PHOTO OBSESSION de Mark Romanek (2001)
Avec :
Robin Williams, Connie Nielsen, Michael Vartan, Gary Cole, Eriq La Salle, Dylan Smith, Alec Boyadjian, Nico Boyadjian, Robert Clotworthy,
Seymour Parish tient, dans un supermarché situé au cœur d'une banlieue aisée, le rayon photographie. Il est donc chargé de développer les photos que lui laissent ses clients, allant de la mère de famille à l'adepte de porno amateur. Grâce à son métier, Parish peut suivre les vacances, les fêtes et les évènements importants des vies de ses clients. Solitaire et mal à l'aise en société, il s'est entiché de la famille Yorkin, et collecte, à leur insu, des doubles de toutes leurs photos depuis des années. Mais, derrière les apparences d'une famille parfaite, riche et aimante, la vie des Yorkins est loin d'être aussi idyllique que Parish le croit. Quelque chose va se casser en lui lorsqu'il va s'en rendre compte...
Mon avis
Une variation sur le thème du voyeurisme au cinéma. Un sujet qui a fait la gloire du septième art, avec notamment des œuvres majeures telles que « Fenêtre sur cour » d’Alfred Hitchcock, "Blue Velvet" de David Lynch, « Le voyeur » de Michael Powell. « Voyeurisme », tel le cinéma et sa caméra qui observe sans être vue, qui s’immisce dans des espaces qui nous seraient interdits. Normal que certains grands cinéastes se soient penchés sur cet œil pervers qui observe, presque illégitimement, comme un viol. Dans « Blue Velvet », Lynch avait magnifiquement relié tous ces points symboliques pour proposer une couche de plus au sublime « Fenêtre sur cour » d’Hitchcock qu’il vénère. Le voyeurisme, résultante d’une société moderne, où le développement des villes et des populations débouche sur une plus grande proximité qui, paradoxalement, engendre inexorablement une augmentation de la solitude. « Proximité », « solitude », « voyeurisme », profondément unis dans la société moderne, un thème universel, pour quelques cinéastes qui recherchent l’intimité avec leur temps.
« Voyeurisme » et « solitude », également au menu de ce « Photo obsession », avec de personnage de Seymour Parish qui, dans une solitude absolue, s’est recréé un monde nouveau, un univers artificiel chargé émotionnellement de la vie des autres. Un univers fictif, qu’il s’est petit à petit approprié, qu’il a filtré, pour obtenir finalement un monde idéal dans lequel il recherche par dessus tout à se fondre. Un monde idéal qui bien sûr n’existe pas, avec ses faiblesses humaines auxquelles Parish va lourdement se heurter. Désemparé, blessé de désillusion et de trahison, Parish, obsédé de perfection, va transformer son rêve fictif en cauchemar réel.

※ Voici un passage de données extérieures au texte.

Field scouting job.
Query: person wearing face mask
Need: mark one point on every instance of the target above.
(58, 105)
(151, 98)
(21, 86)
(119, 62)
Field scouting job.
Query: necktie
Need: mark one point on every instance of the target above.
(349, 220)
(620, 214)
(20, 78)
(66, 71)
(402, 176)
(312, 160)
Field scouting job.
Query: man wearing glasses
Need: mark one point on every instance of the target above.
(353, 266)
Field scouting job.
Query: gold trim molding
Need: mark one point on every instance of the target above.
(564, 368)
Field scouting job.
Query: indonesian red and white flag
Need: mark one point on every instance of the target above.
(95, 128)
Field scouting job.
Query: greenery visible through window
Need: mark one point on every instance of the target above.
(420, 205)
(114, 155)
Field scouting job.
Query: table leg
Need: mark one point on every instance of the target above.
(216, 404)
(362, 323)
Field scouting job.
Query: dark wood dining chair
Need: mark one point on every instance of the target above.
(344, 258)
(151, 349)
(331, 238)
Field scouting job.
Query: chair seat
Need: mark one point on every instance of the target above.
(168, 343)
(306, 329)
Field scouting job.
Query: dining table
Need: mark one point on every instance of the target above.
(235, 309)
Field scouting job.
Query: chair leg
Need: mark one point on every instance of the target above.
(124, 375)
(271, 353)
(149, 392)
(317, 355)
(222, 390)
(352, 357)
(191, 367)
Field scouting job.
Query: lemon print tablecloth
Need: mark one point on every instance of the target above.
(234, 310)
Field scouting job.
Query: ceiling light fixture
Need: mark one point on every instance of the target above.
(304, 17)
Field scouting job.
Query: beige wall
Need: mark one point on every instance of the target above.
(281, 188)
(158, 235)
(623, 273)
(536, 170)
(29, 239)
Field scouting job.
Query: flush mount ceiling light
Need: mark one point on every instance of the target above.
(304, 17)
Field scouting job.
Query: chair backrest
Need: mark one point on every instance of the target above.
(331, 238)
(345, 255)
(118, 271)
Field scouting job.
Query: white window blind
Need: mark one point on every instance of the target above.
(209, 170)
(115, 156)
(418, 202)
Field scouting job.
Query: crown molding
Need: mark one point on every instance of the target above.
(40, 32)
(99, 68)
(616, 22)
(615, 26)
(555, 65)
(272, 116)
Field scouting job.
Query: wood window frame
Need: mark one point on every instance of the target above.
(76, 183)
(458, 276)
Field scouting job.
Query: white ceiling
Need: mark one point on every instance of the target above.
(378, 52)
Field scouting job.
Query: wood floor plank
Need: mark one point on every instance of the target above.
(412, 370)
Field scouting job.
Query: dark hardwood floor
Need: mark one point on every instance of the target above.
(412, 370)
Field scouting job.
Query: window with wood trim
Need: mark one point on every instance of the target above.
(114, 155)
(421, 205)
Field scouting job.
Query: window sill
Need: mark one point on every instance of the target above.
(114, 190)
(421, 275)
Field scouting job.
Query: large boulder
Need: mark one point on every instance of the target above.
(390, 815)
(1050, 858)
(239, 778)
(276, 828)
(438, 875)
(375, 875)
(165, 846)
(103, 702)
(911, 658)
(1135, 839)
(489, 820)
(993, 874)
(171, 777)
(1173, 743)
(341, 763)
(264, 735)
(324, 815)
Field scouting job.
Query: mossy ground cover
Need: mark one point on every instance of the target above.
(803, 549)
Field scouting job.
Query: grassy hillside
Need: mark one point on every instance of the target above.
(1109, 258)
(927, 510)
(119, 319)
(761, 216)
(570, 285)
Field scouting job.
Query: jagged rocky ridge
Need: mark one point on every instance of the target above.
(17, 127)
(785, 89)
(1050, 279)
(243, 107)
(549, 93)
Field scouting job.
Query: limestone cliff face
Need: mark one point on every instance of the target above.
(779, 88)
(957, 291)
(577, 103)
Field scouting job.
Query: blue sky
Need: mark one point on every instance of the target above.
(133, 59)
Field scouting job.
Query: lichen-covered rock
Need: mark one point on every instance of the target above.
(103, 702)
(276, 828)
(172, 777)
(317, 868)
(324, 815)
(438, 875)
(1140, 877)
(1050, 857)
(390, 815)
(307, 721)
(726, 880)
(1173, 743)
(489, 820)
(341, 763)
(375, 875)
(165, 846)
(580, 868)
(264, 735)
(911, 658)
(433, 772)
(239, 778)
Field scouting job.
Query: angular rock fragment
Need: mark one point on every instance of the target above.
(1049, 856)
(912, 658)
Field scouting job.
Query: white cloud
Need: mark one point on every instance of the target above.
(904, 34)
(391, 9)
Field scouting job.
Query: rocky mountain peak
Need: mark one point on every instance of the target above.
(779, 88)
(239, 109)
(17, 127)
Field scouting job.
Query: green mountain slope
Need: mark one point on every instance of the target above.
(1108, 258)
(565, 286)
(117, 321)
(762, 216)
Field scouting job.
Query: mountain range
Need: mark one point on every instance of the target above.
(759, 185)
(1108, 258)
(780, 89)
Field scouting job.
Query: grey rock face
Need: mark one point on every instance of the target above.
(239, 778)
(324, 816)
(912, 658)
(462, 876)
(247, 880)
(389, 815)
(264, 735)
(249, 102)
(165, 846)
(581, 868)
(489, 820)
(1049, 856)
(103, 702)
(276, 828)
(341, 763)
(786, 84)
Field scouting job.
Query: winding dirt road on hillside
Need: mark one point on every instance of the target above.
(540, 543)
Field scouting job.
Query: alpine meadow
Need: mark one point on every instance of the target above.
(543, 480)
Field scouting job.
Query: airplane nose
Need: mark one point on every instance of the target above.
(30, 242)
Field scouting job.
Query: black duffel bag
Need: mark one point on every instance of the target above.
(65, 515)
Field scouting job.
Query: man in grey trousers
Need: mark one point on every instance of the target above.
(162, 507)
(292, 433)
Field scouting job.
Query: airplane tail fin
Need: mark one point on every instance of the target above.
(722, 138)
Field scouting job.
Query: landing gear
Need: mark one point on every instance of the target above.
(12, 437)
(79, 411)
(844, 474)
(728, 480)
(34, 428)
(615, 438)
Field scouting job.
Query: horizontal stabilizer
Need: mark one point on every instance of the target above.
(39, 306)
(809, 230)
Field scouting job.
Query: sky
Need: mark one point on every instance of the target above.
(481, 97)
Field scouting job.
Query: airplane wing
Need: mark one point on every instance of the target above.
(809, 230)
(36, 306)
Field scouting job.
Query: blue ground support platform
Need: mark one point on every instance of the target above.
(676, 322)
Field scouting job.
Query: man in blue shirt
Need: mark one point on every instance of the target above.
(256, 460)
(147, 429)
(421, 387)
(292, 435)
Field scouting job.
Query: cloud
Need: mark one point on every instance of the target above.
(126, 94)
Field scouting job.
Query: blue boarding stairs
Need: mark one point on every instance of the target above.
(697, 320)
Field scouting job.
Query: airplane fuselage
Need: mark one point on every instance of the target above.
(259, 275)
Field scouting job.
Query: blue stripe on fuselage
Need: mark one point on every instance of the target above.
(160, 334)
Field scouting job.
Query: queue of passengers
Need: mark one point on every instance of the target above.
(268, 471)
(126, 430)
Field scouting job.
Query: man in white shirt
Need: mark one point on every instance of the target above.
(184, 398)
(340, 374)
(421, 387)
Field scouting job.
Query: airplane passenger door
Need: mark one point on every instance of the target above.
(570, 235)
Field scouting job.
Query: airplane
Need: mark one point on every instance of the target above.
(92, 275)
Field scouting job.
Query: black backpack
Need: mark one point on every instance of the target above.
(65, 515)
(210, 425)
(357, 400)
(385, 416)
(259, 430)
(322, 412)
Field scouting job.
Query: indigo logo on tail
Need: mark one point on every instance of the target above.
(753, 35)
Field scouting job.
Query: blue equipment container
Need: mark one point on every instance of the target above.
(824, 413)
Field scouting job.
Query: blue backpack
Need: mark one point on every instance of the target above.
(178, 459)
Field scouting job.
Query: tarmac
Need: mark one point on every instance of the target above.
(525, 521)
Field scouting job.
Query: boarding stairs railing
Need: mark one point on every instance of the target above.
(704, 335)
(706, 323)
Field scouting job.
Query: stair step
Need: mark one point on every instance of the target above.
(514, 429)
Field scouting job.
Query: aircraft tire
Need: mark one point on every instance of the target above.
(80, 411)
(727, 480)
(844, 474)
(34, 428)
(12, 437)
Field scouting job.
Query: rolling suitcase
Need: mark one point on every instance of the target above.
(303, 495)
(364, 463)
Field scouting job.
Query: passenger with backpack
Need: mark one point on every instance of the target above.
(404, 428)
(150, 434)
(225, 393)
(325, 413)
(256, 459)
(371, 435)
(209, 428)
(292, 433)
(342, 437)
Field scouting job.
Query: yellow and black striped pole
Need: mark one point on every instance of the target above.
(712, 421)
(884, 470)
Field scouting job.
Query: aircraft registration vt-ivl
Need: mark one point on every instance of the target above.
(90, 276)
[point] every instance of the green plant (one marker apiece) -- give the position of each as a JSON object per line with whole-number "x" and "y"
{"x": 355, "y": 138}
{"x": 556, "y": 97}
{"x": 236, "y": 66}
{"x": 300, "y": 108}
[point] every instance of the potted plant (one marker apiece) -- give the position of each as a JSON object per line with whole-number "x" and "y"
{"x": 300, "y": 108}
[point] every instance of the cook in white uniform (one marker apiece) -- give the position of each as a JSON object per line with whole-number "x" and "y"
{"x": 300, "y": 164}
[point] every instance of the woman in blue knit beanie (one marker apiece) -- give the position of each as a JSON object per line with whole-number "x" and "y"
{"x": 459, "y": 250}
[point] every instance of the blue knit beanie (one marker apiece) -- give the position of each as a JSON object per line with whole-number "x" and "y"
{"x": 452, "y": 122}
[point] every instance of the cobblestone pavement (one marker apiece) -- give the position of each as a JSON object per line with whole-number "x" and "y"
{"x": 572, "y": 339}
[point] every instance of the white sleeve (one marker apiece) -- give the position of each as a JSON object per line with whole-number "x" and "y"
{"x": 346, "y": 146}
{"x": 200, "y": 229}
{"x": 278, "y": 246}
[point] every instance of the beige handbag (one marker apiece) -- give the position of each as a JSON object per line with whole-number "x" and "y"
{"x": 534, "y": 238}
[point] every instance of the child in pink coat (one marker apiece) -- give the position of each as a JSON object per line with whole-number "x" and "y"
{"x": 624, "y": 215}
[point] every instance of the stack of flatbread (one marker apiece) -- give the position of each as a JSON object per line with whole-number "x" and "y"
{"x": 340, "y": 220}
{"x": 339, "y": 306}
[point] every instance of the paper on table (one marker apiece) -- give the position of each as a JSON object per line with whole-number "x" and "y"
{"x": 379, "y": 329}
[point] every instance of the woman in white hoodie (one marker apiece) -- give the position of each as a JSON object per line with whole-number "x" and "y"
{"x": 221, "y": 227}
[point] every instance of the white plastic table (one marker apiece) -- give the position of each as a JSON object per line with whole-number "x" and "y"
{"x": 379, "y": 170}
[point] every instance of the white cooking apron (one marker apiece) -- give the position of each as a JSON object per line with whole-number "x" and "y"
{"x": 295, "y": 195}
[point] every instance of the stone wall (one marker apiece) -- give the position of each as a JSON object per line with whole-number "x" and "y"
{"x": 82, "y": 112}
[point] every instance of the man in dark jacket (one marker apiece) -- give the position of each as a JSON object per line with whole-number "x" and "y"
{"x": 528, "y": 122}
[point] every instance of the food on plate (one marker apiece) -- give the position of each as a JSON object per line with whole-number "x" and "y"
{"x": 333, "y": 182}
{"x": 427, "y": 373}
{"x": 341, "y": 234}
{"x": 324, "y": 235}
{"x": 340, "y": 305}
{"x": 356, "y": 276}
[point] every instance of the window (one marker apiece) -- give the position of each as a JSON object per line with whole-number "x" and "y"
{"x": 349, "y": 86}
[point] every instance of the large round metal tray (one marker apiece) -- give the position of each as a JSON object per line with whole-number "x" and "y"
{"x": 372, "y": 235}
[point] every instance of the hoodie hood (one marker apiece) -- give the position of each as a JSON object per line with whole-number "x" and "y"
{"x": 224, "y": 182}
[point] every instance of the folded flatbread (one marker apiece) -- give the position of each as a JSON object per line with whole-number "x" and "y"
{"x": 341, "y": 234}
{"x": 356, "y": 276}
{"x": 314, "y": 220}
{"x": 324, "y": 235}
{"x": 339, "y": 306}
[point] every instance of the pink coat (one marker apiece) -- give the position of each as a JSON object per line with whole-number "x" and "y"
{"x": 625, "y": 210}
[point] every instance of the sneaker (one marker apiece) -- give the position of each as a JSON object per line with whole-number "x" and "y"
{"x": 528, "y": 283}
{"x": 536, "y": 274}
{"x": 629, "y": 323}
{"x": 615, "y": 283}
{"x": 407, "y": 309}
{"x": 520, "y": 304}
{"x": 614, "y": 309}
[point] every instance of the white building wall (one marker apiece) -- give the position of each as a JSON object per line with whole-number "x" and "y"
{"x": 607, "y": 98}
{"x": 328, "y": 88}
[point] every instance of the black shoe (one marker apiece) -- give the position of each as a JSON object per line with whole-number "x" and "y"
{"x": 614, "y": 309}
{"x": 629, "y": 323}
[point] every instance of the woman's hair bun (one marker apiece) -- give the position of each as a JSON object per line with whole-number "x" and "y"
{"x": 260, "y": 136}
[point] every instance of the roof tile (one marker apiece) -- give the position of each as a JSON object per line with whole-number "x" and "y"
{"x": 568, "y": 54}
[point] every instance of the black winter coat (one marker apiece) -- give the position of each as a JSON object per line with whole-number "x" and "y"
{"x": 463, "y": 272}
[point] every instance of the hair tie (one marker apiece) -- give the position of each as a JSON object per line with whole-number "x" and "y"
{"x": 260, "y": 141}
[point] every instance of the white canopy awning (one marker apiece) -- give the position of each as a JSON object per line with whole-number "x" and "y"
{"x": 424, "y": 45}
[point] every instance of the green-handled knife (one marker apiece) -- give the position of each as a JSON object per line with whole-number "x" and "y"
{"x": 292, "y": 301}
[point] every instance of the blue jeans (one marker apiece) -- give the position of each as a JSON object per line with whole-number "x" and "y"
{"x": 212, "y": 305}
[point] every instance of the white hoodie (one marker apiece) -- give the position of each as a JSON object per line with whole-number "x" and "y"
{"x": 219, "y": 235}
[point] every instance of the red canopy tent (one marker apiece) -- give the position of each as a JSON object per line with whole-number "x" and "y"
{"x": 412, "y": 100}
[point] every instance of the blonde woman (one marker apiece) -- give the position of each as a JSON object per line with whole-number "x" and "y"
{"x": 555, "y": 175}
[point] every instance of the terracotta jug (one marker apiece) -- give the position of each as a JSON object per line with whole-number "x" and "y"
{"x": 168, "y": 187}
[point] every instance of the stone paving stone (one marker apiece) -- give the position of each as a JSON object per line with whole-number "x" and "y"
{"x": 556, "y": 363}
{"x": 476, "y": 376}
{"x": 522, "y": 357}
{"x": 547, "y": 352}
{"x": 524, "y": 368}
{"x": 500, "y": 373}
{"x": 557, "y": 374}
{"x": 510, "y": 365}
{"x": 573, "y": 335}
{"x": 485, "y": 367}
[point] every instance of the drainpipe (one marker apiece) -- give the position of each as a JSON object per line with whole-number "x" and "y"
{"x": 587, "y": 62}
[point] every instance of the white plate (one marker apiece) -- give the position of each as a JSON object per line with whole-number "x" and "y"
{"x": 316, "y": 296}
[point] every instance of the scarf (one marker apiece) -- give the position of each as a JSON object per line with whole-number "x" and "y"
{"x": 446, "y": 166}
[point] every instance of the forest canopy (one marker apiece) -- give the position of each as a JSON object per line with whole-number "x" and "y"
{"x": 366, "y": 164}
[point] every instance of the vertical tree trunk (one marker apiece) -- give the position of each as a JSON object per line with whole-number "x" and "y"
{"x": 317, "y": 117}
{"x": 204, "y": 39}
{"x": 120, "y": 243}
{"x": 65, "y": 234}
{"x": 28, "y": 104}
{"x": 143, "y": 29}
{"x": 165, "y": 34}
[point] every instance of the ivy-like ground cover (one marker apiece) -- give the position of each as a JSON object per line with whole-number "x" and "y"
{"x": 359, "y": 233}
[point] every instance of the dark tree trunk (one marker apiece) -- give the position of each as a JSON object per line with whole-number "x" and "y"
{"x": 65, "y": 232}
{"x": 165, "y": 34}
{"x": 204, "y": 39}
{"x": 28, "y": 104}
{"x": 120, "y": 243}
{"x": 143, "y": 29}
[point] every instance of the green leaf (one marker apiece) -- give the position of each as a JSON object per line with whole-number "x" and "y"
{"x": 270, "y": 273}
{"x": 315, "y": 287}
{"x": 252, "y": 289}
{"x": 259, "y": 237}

Beaucoup de très bonnes choses dans ce film : outre le pari difficile de cheminer sur le symbole du voyeurisme et de la solitude, le réalisateur Mark Romanek, va superbement observer les mécanismes de la désillusion, ces rêves et ces idéaux brisés, dont on n’arrive pas ou difficilement à se remettre.
Jusque-là, le tableau est assurément réussi mais voilà que le réalisateur qui tenait le bon bout, commence à s’expliquer, justifier les actes de son personnage par un discours moralisateur lourd. Dommage que le réalisateur ne soit pas resté dans la nuance, le non-dit, la suggestion et soit tombé dans une certaine uniformisation fade que nous offre souvent le cinéma américain. Dommage, très dommage !
Enfin, Robin Williams, qui offre une nouvelle dimension à sa filmographie, comme il l’avait entamé dans « Insomnia » de Christopher Nolan. Il semble être l’acteur idéal pour jouer ce personnage de désillusion. Et c’est peut-être normal pour ce comédien qui a baigné sa carrière et ses personnages dans le monde de l’enfance, monde du rêve illusoire par excellence. Il est touchant autant que troublant, très nuancé dans son personnage, et l’on ne sait jamais très bien si on doit l’aimer ou en avoir peur. Assurément, il est l’une des grandes attractions de ce spectacle.